The Hot Brain Hypothesis, stress research and implications for the neuropsychiatric classification of emotion related brain functioning

17th World Congress on Vascular Dementia and Neurodegenerative Diseases
April 12, 2021 Webinar

Valentin Ionescu

Faculty of Biology, Bucharest University, 050095 Romania

ScientificTracks Abstracts: Jour Cogn Neuropsy

Abstract

My research of the effect of stress on adolescent brain functioning has led to the validation of the positive therapeutic impact of the fluid teaching interaction, based on a dimension of personality called fluidity (empathy, sincerity and positive interaction). The equation of fluidity that relates this dimension of the student, teacher and group and the salivary cortisol samples after a social stress test, followed by a fluid interaction in a democratic encounter group, prove the biological impact of such specific interaction on the reduction of stress. The effects of this approach are educational, developmental and therapeutic as well. They sustain a hypothesis about emotions and cognitive processes in the brain, the Hot Brain Hypothesis, and a micro-hypothesis about a quadruple brain functioning classification (supercold, cold, hot and superhot brain) that has consequences from the neuropsychiatric perspective of establishing a diagnostic and of an efficient therapeutic intervention. I present some criteria and elements of each category and at the same time I argue that the proposed classification of brain functioning from the emotion-cognition interaction perspective surpasses the linear and clear-cut partition and offers arguments for the four types of brain functioning as a psychiatric taxonomy on a continuum but also, mutatis mutandis, as four modes of everyday brain functioning in an active-adaptive strategy to a changing social context.

Biography

Valentín Ionescu has completed his PhD in philosophy at the age of 33 from Bucharest University and attends a neurobiology master program at Faculty of Biology. He is a school teacher at Cantemir-vodă National College and has a collaboration with the Pedagogy Center of the Faculty of Philosophy and the C I Parhon Endocrinology Institute.
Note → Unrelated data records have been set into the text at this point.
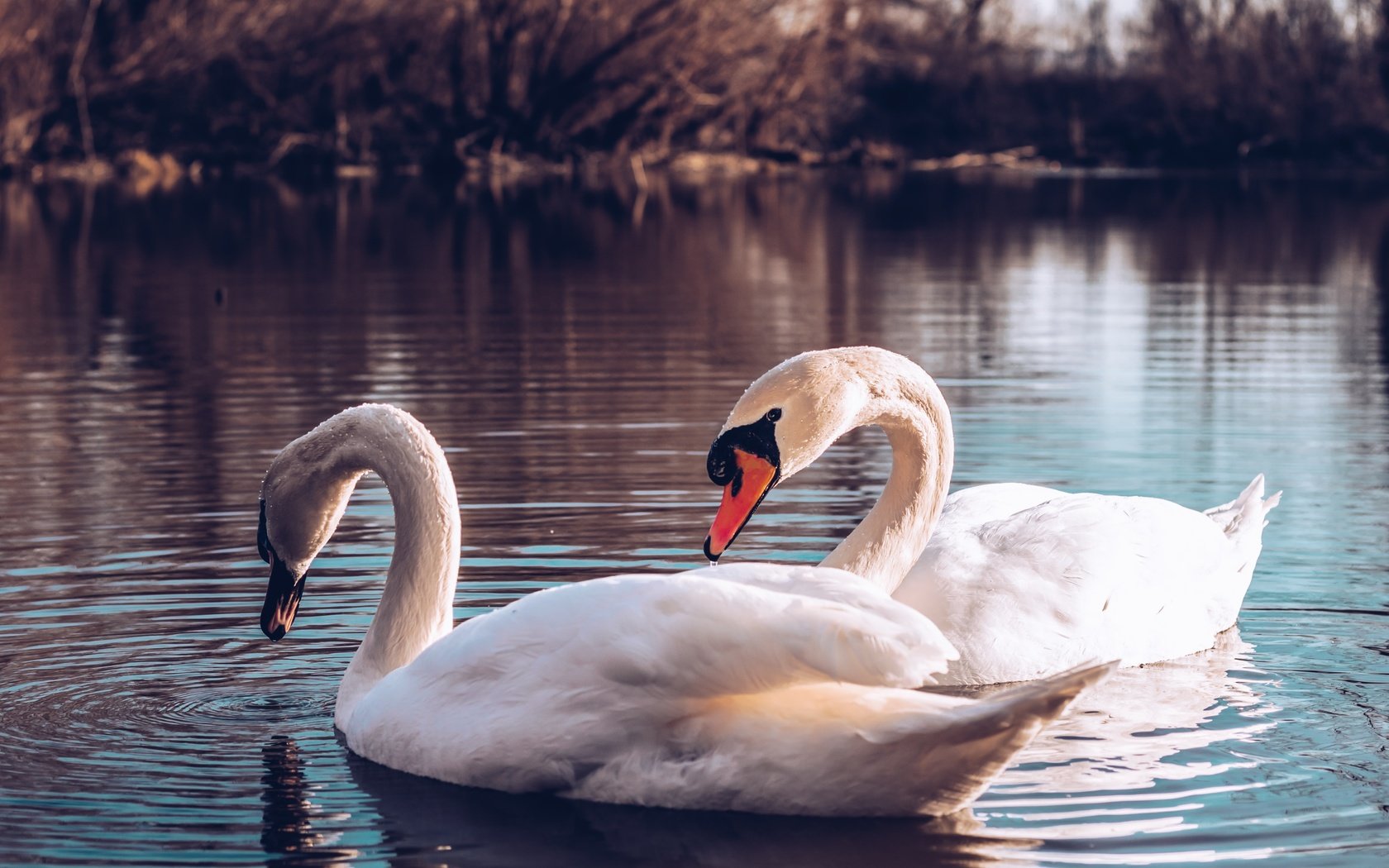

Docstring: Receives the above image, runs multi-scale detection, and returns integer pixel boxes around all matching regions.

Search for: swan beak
[704,447,778,561]
[261,553,304,641]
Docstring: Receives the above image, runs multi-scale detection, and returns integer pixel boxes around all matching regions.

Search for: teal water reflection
[0,174,1389,866]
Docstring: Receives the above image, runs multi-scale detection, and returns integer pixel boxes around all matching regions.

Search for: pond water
[0,172,1389,866]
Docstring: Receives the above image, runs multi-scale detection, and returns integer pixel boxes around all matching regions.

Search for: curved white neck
[333,413,460,729]
[821,379,954,593]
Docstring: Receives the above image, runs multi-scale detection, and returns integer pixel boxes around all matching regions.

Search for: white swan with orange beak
[704,347,1279,684]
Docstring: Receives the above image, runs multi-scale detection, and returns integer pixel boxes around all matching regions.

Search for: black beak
[261,550,304,641]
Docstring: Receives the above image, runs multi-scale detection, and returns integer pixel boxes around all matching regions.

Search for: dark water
[0,175,1389,866]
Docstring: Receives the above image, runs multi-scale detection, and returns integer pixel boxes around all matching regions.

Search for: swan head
[255,414,364,641]
[704,347,900,561]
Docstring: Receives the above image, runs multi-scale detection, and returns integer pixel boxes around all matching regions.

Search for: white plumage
[263,406,1111,815]
[711,347,1278,684]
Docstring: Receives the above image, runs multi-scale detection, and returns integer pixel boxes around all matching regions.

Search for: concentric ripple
[0,175,1389,866]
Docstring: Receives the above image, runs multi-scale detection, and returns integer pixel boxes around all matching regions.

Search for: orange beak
[704,447,778,561]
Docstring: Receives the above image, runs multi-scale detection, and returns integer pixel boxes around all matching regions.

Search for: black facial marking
[709,410,780,483]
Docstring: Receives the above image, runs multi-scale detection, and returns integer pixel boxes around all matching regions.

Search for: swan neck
[335,414,460,729]
[821,382,954,593]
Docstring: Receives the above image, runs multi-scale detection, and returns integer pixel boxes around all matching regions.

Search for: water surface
[0,174,1389,866]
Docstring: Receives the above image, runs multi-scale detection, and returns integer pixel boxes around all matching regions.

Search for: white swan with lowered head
[258,404,1113,815]
[704,347,1278,684]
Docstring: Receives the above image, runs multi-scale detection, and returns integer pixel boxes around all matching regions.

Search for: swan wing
[411,568,950,699]
[896,486,1248,684]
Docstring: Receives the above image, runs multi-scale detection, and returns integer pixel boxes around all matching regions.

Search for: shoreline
[11,145,1389,190]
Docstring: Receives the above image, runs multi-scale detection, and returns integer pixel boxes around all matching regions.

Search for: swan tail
[860,660,1119,817]
[1205,474,1283,572]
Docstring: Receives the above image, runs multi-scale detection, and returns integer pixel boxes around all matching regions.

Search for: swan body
[705,347,1279,684]
[260,404,1111,815]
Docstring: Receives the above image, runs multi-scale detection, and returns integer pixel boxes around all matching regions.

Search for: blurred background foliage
[0,0,1389,172]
He has published four papers in reputed spanish journals on philosophy, psychology and neuroscience topics, a book, El hombre fluido y el futuro de la enseñanza. Una perspectiva de la psiconeuroendocrinologia social y afectiva, and gave four presentations at three conferences only in 2019. He is also a writer and published two letters (out of 34) of his alter-ego: Don Quixote the second.